Hulu on Wednesday announced that it was acquiring rights to air "Seinfeld" reruns at a cost ranging between $700,000 and $1 million according to various reports. The series had 180 episodes, so that would be the total pricetag between $125 million and $180 million. Even at the lowest end, it's a not a cheap deal.
Earlier in April, there was a big ruckus in the media about the death of reruns on television. Or, as many TV CEOs politely refer to it: "syndication." A lot of the buzz started after The Wall Street Journal published an article claiming reruns aren't good business anymore. This led to a lot of debate within the TV industry about the value—and cost—of reruns, ahem, syndicated programming.
The main argument in the pro-rerun camp is that reruns are DVR-proof. Even if they had lower ratings than new prime time shows, reruns are unique in that viewers generally don't go out of their way to record them. So anyone who's watching a rerun is almost certainly watching it live, leaving them unable to fast-forward past the commercials.
All of this goes a long way to explain why it wasn't such a bad deal when in 2010 TBS paid a reported $1.6 million per episode for reruns of The Big Bang Theory.
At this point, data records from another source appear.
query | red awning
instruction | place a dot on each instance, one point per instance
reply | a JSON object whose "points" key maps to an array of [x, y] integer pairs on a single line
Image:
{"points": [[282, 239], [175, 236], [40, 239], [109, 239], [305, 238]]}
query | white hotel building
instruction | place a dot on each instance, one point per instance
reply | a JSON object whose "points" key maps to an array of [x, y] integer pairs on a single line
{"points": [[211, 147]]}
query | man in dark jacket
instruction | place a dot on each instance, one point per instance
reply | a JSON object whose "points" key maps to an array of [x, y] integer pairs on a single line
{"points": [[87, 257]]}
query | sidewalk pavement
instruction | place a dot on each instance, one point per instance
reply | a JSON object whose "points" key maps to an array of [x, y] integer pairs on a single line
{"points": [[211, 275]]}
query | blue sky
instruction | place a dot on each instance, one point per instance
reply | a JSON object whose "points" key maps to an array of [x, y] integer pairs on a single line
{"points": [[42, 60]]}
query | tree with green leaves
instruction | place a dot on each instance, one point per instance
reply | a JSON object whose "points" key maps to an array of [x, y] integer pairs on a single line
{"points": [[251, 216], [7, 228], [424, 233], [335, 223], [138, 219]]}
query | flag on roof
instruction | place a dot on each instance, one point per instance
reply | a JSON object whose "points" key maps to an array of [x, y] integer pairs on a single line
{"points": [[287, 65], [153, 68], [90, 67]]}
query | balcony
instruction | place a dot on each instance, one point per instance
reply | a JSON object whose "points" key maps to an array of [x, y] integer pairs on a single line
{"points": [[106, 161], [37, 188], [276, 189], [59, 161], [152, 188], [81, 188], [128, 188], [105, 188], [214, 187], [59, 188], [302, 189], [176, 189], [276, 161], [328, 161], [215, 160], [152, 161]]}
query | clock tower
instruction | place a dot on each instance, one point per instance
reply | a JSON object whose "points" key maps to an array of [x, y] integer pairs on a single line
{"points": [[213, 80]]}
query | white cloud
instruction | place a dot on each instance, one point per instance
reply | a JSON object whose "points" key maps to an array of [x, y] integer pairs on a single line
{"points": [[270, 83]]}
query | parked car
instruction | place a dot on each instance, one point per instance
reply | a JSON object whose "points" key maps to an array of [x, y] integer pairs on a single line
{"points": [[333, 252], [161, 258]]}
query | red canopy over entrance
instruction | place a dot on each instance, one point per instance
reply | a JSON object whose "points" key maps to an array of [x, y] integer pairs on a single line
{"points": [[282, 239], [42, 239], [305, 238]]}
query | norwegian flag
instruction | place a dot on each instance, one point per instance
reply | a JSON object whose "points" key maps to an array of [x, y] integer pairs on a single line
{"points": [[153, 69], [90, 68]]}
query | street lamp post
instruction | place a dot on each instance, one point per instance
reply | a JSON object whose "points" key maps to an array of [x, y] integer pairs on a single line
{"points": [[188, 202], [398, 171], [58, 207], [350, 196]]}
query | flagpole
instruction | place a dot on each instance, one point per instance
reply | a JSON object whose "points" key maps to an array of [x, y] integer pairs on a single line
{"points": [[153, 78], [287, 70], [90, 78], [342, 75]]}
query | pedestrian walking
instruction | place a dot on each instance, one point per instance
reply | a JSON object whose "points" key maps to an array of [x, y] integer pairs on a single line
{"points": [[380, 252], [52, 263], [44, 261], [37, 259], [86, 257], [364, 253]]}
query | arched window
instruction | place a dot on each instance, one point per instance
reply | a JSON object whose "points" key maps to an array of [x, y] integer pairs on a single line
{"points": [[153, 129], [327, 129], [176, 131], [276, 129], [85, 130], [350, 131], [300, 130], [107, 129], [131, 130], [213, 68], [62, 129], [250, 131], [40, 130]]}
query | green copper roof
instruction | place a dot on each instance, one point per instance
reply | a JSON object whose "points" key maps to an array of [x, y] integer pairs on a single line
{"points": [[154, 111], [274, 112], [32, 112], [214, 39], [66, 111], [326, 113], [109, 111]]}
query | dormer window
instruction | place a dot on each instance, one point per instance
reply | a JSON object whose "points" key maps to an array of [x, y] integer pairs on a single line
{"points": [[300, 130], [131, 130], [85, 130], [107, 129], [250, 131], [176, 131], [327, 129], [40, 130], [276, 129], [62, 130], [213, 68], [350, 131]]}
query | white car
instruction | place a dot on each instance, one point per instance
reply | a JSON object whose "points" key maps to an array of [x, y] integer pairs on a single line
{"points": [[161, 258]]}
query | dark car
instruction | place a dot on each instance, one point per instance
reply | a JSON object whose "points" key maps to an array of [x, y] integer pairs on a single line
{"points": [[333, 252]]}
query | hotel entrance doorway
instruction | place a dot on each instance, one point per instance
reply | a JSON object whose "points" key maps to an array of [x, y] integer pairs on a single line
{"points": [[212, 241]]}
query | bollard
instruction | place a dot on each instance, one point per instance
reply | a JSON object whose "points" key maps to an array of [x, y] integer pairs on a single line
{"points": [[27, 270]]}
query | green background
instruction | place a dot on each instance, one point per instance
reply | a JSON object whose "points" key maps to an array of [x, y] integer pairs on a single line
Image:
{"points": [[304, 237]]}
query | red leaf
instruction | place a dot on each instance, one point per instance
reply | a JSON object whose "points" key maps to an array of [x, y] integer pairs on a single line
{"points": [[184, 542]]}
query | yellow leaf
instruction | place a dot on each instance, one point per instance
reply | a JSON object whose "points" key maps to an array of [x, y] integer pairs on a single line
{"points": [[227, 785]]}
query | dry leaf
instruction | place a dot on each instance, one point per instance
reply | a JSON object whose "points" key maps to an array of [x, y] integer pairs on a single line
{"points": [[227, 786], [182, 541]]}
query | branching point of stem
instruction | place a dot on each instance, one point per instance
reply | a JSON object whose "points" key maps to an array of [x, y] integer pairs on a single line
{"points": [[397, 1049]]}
The majority of viewership for Big Bang this season—55 percent—came in the seven days after it first aired, according to Nielsen data provided to CNBC by Horizon Media, a privately held media services agency. But that same show in syndication was effectively never recorded—only 6 percent of the rating came in the seven days following. That means 94 percent of the nearly four million adults who watched the show saw it live, ads and all.
"Syndicated shows are less likely to be time-shifted because many of them run every day," said Brad Adgate, research director at Horizon, using an industry term for DVRing a show and watching it later.